Ben Colburn, a Ph.D. student and research assistant in UF’s Computational NeuroEngineering Lab (CNEL), explained how the researchers are using information theory ideas to understand this project.
“There is a growing use of deep learning architectures in military applications and understanding these models will be key to ensure reliability and proper application of deep learning models,” he said. “If we are deploying these models in potentially life or death situations, we need to trust them. If we are to trust them, we must understand them.
“The most current work done under this grant is submitted for review under the title, ‘The Functional Wiener Filter (FWF),’” Colburn added. “This work extends the Wiener solution for an optimal nonlinear filter to a Reproducing Kernel Hilbert space (RKHS) that is nonlinearly related to the input signal. This yields a closed-form solution to an optimal nonlinear filter in a data-dependent universal RKHS.”

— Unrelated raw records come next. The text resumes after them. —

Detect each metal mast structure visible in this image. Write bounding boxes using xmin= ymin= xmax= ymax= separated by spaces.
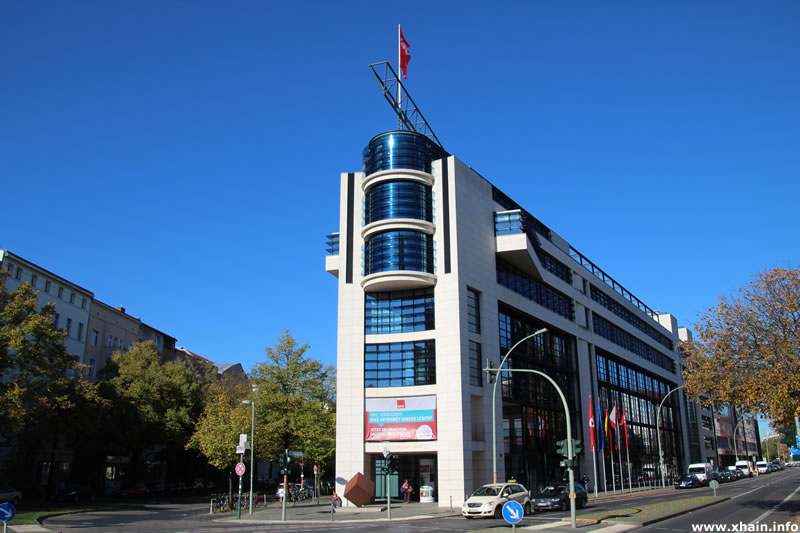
xmin=369 ymin=61 xmax=446 ymax=151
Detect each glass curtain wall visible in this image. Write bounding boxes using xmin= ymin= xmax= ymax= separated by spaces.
xmin=499 ymin=304 xmax=582 ymax=491
xmin=596 ymin=349 xmax=684 ymax=490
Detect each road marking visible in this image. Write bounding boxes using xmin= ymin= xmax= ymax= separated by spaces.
xmin=750 ymin=480 xmax=800 ymax=524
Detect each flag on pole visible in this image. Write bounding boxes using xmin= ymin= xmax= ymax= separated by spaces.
xmin=589 ymin=396 xmax=597 ymax=450
xmin=619 ymin=405 xmax=628 ymax=450
xmin=603 ymin=409 xmax=614 ymax=452
xmin=597 ymin=400 xmax=606 ymax=450
xmin=397 ymin=25 xmax=411 ymax=79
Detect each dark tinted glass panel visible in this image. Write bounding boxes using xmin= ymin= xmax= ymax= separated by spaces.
xmin=364 ymin=131 xmax=447 ymax=176
xmin=364 ymin=181 xmax=433 ymax=220
xmin=497 ymin=259 xmax=575 ymax=320
xmin=364 ymin=231 xmax=433 ymax=275
xmin=364 ymin=289 xmax=435 ymax=335
xmin=364 ymin=340 xmax=436 ymax=387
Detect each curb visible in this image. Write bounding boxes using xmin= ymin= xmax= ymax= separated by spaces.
xmin=596 ymin=496 xmax=731 ymax=527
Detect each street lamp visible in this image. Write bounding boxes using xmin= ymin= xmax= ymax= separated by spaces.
xmin=656 ymin=383 xmax=686 ymax=488
xmin=242 ymin=400 xmax=256 ymax=515
xmin=733 ymin=415 xmax=753 ymax=461
xmin=492 ymin=328 xmax=547 ymax=483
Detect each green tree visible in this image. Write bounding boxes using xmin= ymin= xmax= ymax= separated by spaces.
xmin=186 ymin=376 xmax=252 ymax=469
xmin=0 ymin=272 xmax=106 ymax=488
xmin=101 ymin=341 xmax=215 ymax=448
xmin=250 ymin=330 xmax=336 ymax=464
xmin=682 ymin=268 xmax=800 ymax=426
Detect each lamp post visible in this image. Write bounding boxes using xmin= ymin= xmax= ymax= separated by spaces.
xmin=242 ymin=400 xmax=256 ymax=515
xmin=484 ymin=328 xmax=547 ymax=483
xmin=733 ymin=415 xmax=753 ymax=461
xmin=656 ymin=383 xmax=686 ymax=488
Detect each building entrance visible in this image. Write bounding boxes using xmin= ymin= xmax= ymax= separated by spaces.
xmin=372 ymin=454 xmax=438 ymax=502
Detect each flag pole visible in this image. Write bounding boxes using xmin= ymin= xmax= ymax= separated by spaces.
xmin=597 ymin=400 xmax=608 ymax=496
xmin=397 ymin=24 xmax=403 ymax=130
xmin=584 ymin=394 xmax=597 ymax=498
xmin=614 ymin=404 xmax=625 ymax=492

Tackling important research questions while training students, like Colburn, with the goal of employment after graduation are two primary goals of the NEEC program, Bays said.
“The NEEC program has been a tremendous benefit to the Naval Research and Development Enterprise and NSWC PCD in particular, with projects recommended by all three NSWC PCD (technical) departments in recent years,” Bays said. “It’s created a sustainable pipeline of scientists and engineers with difficult-to-hire skillsets such as autonomy and machine learning.”

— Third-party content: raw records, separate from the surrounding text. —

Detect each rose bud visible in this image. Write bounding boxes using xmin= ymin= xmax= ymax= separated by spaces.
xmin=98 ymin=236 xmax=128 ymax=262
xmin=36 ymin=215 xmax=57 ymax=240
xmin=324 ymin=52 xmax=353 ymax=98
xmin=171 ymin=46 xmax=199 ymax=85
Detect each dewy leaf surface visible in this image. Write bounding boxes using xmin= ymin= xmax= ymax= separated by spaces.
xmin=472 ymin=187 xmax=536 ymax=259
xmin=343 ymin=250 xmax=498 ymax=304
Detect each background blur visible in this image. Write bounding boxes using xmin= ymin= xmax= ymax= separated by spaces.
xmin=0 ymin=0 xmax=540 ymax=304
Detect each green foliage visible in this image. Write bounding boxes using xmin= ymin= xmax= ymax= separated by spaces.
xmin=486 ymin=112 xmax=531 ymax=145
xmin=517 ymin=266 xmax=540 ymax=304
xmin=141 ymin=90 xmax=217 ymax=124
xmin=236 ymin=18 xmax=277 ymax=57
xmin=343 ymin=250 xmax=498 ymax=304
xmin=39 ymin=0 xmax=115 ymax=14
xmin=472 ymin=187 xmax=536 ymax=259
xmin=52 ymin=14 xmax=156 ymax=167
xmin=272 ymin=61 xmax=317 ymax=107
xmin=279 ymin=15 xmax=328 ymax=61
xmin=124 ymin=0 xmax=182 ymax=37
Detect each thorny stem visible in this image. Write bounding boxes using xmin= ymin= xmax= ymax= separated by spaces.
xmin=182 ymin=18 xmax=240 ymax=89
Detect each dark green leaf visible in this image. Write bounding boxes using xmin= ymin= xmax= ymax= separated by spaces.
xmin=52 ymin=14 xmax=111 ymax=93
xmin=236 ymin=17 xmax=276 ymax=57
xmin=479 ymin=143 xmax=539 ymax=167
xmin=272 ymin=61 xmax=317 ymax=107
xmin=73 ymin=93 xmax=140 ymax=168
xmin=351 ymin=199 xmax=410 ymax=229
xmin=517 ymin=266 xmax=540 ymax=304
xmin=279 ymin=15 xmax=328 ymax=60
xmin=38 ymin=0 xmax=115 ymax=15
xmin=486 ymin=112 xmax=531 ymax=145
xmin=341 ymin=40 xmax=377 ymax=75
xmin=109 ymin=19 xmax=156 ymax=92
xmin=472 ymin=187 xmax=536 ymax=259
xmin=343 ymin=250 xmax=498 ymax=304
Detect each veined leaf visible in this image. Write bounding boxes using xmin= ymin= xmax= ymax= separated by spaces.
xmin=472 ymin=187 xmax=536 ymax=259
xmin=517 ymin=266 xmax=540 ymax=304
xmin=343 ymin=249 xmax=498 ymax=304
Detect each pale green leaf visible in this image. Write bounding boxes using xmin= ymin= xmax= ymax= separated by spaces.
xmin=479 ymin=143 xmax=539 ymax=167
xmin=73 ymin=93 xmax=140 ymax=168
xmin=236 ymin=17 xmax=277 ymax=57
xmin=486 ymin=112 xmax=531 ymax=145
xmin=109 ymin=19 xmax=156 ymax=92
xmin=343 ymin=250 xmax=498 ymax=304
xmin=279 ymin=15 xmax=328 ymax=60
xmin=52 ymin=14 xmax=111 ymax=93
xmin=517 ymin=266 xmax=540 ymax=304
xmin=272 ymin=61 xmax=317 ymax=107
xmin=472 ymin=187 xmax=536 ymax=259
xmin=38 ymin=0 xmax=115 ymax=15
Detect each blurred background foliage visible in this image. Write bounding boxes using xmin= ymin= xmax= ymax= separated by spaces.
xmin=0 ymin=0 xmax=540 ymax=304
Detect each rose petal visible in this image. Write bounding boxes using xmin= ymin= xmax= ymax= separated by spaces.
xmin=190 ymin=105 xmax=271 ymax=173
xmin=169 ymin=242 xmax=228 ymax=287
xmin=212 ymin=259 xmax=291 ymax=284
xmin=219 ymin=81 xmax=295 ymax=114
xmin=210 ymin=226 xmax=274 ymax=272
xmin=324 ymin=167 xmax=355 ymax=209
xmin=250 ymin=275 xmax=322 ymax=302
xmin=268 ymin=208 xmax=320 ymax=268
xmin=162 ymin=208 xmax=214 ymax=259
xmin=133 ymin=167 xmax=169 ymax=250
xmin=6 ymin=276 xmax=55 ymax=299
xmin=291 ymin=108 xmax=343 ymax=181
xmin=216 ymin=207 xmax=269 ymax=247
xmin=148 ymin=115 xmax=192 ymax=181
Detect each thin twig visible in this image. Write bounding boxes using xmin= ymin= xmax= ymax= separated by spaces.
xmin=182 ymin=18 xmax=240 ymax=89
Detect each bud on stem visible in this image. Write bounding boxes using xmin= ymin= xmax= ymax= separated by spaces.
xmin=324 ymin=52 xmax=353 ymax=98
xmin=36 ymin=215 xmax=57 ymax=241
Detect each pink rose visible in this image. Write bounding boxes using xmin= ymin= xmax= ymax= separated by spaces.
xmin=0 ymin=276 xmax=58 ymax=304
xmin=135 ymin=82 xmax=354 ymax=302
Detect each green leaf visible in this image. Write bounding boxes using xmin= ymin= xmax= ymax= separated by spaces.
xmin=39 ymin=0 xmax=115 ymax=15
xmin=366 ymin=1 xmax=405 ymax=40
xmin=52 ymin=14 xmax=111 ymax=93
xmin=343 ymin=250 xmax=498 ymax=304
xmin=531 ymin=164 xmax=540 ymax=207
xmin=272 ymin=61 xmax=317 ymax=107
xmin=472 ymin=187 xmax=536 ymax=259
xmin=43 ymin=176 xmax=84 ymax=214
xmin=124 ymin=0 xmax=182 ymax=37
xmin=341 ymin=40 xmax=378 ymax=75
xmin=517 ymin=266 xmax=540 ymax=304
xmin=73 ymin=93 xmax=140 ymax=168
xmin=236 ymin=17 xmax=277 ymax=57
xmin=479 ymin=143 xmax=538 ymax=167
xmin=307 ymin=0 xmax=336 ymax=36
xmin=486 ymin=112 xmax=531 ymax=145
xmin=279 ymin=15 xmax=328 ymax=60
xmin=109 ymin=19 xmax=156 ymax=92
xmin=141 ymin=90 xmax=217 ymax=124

Dr. Jose C. Principe, Eckis Distinguished Professor of electrical and computer engineering at UF, is the NEEC faculty member and principal investigator for this project. He is responsible for the research direction effort and execution of the project.

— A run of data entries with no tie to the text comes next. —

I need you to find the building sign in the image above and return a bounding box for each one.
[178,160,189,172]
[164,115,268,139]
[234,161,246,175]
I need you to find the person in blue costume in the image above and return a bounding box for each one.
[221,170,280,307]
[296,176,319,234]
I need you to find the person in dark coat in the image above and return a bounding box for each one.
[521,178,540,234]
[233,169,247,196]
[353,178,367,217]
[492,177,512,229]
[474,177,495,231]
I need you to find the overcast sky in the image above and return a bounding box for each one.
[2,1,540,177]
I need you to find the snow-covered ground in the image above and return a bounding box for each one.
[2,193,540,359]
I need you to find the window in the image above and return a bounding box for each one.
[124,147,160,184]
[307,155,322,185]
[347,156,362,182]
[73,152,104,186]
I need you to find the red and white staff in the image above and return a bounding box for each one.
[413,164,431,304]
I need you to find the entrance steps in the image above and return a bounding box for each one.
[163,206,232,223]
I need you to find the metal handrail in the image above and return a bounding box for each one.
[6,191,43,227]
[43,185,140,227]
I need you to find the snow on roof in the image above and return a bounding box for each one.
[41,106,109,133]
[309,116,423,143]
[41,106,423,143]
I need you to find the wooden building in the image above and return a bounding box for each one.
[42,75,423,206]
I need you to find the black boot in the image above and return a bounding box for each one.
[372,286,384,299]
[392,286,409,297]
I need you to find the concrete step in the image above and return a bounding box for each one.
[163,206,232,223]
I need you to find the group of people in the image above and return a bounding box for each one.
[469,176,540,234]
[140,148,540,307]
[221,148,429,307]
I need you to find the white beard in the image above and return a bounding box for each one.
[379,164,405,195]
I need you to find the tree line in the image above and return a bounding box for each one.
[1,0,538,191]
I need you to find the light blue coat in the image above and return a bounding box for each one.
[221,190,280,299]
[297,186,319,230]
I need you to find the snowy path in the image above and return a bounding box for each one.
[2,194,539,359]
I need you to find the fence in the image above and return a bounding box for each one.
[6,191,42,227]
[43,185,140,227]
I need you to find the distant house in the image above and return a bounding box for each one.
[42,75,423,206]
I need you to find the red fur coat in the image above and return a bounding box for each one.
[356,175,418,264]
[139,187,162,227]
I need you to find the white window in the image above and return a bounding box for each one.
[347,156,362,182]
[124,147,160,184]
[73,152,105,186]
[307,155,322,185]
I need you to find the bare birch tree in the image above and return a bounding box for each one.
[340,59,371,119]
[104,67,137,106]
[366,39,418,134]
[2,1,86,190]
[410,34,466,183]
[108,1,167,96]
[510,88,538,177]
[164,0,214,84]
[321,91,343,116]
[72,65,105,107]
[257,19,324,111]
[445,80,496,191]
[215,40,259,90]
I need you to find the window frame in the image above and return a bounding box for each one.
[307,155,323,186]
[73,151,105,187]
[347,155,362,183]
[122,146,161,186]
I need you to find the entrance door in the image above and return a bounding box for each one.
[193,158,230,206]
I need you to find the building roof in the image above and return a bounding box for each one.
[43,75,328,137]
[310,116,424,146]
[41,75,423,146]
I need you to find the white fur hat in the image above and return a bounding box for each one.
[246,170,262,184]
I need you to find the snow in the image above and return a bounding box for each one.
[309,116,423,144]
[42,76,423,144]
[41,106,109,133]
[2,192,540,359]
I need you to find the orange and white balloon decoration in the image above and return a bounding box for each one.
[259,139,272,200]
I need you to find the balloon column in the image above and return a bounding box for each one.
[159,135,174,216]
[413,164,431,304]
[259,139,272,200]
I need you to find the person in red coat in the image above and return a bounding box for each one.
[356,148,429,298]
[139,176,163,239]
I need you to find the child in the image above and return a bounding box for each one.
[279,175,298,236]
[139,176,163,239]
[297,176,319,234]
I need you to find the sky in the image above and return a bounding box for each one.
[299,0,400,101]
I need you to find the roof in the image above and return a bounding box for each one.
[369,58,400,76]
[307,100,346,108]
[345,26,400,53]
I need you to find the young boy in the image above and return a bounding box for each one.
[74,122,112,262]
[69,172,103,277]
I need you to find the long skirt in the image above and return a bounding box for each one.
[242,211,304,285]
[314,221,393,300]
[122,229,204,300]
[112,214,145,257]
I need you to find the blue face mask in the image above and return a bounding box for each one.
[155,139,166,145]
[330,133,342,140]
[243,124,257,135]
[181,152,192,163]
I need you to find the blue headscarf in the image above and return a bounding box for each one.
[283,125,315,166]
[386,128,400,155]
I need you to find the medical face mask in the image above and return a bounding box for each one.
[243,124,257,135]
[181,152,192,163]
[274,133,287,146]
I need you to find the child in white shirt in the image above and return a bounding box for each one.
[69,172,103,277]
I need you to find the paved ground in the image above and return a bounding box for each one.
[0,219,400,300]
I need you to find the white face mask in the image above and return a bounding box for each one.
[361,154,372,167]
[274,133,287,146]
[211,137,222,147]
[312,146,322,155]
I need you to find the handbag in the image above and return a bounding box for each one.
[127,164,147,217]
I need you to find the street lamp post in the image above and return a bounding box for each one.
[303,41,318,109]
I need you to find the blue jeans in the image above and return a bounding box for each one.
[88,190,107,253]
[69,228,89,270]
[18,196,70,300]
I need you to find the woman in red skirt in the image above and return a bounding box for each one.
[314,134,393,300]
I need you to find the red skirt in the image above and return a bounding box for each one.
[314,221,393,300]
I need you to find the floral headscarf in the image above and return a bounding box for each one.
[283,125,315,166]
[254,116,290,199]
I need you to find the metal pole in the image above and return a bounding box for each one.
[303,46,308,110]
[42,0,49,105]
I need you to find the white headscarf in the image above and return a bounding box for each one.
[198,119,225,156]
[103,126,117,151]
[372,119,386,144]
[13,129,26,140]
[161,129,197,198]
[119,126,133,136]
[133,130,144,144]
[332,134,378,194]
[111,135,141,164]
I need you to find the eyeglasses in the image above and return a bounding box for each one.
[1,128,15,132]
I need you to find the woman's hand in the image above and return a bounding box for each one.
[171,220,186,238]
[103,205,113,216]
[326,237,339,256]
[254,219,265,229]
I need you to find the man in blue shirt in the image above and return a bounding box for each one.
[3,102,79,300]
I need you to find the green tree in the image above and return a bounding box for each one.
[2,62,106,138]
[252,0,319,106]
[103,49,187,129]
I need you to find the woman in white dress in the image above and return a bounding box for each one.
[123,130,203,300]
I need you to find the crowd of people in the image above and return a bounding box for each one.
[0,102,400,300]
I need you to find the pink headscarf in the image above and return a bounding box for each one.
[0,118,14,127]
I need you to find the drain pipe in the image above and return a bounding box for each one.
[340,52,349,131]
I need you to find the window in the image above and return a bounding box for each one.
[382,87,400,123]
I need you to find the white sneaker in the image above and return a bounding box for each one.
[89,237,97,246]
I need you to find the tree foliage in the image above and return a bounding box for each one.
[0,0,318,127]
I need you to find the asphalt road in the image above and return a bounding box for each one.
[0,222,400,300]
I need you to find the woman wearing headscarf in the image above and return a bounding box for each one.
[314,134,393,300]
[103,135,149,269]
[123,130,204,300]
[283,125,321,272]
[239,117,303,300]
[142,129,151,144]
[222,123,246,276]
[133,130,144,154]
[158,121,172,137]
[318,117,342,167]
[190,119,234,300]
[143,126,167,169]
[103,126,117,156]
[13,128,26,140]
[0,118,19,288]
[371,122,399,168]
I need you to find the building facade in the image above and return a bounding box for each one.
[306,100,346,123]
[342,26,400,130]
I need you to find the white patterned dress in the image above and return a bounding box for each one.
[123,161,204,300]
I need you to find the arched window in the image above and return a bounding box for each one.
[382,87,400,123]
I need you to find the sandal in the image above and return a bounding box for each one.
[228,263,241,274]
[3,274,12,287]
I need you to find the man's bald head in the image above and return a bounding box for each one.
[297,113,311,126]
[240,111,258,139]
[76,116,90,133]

“Machine learning is achieving amazing results, but our lack of understanding about how specifically this happens is quite frustrating,” he said.
“On the other hand, information theory is a well-developed theory of bounds, centered around the concept of information," he continued. "The big advantage of information is that it is metric and actionable. Hence, integrating machine learning with the theory of information quantifies how information is transformed within a machine learning algorithm during training. This will pinpoint bottlenecks and ways to improve training times and the choice of hyper parameters for robust performance.
“The overall project goal is to design machine learning algorithms in the same way engineers build high technology,” Principe said. “In my laboratory, students not only learn algorithms and applications, but also collaborative methodologies on how to solve problems and construct new paradigms that push the state-of-the art. I am therefore very honored to be part of the NEEC initiative.”
Isaac Sledge, NSWC Panama City Division’s senior machine learning research scientist and NEEC mentor, and his team have successfully competed for and received grants from the Office of Naval Research in the areas of information-theoretic reinforcement learning, information-theoretic deep learning and information-theoretic uncertainty quantification.
“This project is incredibly important for understanding the flow of information in deep networks and why they learn to perform complicated tasks, like automated target detection and recognition, semantic scene segmentation, and more,” Sledge said.
“This research will be instrumental in designing better automated target recognition systems and understanding why they work and where they provide spurious responses,” he said. “All of these topics are of immense interest to the U.S. Navy, as they will lead to the creation of deployable systems that remove the need for the warfighter to act in dangerous locations. They also enable us to maintain a lopsided technical edge against our adversaries.”